O fortalecimento das relações econômicas entre Brasil e Índia ganhou novo impulso durante o Fórum Empresarial realizado em Nova Déli, onde autoridades e empresários discutiram estratégias para aproximar mercados considerados entre os mais promissores do mundo em desenvolvimento. O encontro destacou oportunidades que vão desde exportações agrícolas até cooperação tecnológica e energética.
Representando a ApexBrasil, o gerente Laudemir André Müller ressaltou que o crescimento econômico indiano cria demanda crescente por alimentos. Segundo ele, cerca de 300 milhões de pessoas deixaram a pobreza recentemente no país asiático, o que amplia a necessidade de importação de produtos alimentícios — cenário visto como oportunidade estratégica para o agronegócio brasileiro.
O presidente da agência, Jorge Viana, destacou que o fórum foi o maior da missão internacional atual e revelou anúncios de aproximadamente R$ 10 bilhões em investimentos de empresas indianas no Brasil, além de negociações envolvendo companhias como a Embraer.
Para Ritesh Sharma, diretor da Nanoventions Brasil, a cooperação é estratégica para ambos os lados. Ele afirmou que já está em andamento a construção de uma fábrica no Paraná com intercâmbio de tecnologias entre os dois países, iniciativa vista como exemplo concreto de integração industrial.

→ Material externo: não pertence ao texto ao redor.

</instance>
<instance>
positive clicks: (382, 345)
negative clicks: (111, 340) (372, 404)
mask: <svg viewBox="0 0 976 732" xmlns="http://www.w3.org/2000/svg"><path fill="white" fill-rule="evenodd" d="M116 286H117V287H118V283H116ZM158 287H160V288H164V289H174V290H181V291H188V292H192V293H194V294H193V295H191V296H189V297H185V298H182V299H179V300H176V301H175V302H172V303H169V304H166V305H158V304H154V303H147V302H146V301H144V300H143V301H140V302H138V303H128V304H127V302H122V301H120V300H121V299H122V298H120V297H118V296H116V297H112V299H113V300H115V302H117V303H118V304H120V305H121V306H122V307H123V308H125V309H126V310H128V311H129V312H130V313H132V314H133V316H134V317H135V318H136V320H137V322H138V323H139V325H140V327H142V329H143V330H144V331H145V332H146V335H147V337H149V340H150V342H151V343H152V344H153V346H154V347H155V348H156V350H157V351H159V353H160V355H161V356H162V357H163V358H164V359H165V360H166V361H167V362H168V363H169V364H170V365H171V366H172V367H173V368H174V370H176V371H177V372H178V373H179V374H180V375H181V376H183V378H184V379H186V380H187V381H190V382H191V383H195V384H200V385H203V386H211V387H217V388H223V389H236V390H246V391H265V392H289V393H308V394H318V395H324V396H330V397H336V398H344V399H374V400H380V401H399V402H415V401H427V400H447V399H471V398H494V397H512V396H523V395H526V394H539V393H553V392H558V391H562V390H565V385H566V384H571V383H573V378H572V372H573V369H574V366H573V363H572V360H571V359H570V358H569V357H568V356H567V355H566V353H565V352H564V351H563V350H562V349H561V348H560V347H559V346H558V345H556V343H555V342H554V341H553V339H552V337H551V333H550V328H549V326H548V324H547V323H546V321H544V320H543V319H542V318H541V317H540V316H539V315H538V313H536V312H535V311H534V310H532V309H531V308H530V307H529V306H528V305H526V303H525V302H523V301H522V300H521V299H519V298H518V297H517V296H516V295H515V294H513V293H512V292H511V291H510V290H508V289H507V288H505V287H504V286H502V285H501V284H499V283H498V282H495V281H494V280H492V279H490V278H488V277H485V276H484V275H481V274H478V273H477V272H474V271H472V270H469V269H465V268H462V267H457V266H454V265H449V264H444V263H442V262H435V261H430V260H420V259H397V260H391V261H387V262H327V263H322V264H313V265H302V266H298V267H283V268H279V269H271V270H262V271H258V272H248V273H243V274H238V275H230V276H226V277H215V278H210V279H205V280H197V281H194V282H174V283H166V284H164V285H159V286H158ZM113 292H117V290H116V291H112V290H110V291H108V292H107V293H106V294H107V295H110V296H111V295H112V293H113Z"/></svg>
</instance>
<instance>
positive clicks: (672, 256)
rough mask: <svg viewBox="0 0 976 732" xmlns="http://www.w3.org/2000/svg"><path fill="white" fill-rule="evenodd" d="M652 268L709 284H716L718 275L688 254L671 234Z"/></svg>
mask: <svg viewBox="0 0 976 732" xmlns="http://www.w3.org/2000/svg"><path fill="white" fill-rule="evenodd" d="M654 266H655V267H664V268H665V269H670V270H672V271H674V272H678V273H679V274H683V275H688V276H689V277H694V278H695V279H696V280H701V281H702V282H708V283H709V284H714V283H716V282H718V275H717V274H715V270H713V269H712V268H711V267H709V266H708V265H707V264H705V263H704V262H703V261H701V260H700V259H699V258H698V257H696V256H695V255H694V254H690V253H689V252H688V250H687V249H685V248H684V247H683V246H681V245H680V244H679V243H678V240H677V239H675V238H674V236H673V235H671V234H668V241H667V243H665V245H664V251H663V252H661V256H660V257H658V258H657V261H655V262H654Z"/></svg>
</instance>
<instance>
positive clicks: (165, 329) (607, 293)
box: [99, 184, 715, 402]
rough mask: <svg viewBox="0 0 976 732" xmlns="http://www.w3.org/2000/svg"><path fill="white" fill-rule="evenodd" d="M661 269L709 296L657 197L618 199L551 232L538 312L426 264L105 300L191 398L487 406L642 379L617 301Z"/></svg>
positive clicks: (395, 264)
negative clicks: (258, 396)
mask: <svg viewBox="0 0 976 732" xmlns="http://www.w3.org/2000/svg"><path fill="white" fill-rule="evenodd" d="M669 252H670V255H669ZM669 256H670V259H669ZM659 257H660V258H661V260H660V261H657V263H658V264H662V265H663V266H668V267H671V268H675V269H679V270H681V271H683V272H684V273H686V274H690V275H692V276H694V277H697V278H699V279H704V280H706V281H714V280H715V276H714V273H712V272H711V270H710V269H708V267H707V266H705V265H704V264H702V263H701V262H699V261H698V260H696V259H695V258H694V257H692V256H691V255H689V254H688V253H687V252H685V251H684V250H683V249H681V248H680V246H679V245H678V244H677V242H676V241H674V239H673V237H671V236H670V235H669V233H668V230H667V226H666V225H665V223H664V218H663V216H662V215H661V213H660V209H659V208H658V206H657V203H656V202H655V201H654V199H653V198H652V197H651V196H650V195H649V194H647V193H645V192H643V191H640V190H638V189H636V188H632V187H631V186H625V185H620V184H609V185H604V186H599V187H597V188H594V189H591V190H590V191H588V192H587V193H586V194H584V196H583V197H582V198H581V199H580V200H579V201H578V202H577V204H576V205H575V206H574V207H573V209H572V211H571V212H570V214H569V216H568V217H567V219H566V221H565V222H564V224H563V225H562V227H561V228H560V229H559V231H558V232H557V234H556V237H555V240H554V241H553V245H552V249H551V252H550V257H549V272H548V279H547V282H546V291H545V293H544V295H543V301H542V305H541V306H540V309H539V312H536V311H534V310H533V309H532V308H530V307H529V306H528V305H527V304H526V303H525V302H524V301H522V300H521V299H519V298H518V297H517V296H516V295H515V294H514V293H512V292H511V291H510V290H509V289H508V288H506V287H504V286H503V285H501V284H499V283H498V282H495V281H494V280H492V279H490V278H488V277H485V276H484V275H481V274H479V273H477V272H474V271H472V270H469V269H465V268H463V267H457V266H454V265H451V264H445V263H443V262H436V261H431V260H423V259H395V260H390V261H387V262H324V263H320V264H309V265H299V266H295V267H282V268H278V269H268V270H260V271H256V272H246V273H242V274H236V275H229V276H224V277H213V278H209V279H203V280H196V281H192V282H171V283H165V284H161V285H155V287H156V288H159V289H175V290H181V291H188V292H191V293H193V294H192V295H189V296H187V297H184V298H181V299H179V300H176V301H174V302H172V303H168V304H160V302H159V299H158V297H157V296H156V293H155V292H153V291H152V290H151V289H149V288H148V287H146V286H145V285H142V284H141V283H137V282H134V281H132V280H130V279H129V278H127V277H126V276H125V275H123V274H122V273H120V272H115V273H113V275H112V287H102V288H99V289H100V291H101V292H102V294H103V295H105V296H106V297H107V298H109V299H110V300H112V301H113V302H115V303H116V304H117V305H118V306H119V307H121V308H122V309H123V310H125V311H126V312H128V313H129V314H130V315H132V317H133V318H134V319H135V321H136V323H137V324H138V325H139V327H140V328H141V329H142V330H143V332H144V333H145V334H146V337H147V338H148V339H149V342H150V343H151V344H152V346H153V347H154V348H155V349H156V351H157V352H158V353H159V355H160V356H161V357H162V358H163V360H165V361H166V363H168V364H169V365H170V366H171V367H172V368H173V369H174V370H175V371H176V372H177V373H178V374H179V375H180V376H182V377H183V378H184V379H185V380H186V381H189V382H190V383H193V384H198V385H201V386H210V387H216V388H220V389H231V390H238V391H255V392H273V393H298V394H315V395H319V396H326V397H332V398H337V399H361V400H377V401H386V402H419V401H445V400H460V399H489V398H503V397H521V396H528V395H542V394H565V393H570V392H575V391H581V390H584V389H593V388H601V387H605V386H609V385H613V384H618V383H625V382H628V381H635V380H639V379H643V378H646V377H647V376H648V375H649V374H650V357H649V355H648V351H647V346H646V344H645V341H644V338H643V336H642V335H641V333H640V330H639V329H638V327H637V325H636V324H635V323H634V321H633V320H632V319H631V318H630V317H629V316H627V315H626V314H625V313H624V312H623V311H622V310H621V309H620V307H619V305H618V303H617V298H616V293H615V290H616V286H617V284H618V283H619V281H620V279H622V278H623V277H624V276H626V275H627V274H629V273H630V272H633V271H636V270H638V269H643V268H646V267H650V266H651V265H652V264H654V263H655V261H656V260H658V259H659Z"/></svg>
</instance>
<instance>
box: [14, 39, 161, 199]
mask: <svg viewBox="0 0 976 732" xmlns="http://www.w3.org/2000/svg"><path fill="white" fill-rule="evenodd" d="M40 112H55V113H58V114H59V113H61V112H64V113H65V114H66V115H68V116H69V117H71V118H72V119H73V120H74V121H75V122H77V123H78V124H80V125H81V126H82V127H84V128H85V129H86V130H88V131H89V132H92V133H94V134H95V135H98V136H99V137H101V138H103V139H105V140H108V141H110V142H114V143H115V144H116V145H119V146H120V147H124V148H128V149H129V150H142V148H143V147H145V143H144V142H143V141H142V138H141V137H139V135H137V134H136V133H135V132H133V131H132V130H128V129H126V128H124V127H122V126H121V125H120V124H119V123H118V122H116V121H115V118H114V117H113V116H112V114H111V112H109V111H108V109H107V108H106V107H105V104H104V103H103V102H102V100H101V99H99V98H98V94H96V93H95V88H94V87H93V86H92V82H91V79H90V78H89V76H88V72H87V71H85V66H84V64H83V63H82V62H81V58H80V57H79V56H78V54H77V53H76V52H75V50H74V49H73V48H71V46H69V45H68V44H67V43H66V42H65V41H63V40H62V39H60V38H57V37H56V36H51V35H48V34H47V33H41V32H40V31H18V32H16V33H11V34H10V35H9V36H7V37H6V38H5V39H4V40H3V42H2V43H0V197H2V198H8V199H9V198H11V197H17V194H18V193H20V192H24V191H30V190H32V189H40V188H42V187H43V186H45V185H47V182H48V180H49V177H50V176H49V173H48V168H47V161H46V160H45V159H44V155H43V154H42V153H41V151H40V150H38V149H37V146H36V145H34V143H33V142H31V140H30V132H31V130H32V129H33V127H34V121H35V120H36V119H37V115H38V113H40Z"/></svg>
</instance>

Exportações agrícolas em foco
Entre os produtos com maior potencial de expansão está o feijão. O presidente do Instituto Brasileiro do Feijão e Pulses, Marcelo Lüders, explicou que dois tipos do grão concentram negociações com o mercado indiano: o mungo-preto, que já possui acordo fitossanitário, e o guandu, que aguarda liberação. Caso os acordos avancem, o Brasil pode dobrar as exportações para a Índia. Em 2025, o país embarcou cerca de 300 mil toneladas, movimentando aproximadamente US$ 250 milhões.
Apesar do potencial, a diferença comercial ainda é significativa quando comparada à relação brasileira com a China. Em 2025, o comércio bilateral Brasil-Índia somou US$ 15,2 bilhões — valor US$ 156 bilhões menor que o volume negociado com os chineses.
O presidente da Fieg, André Rocha, avaliou que há amplo espaço para expansão. Segundo ele, setores como economia digital, segurança alimentar, biocombustíveis, mineração, saúde e farmacêutico apresentam grande potencial de cooperação.
Aviação verde entra na pauta
Outro tema relevante foi o desenvolvimento do Combustível Sustentável de Aviação (SAF). O presidente da Embraer, Francisco Gomes Neto, afirmou que aeronaves da empresa já operam com até 50% de mistura do combustível e que a meta é certificar modelos para utilização integral até 2030.
Já o presidente da Unica, Evandro Gussi, destacou o papel do etanol nesse processo. Segundo ele, mais de 70% dos voos mundiais são de longa distância e dependem de alternativas sustentáveis, o que exigirá bilhões de litros de SAF nas próximas décadas.
O fórum consolidou a avaliação entre participantes de que a complementariedade entre as economias brasileira e indiana pode acelerar investimentos, comércio e inovação, reduzindo gradualmente a distância que ainda separa os dois países no cenário global de parcerias estratégicas.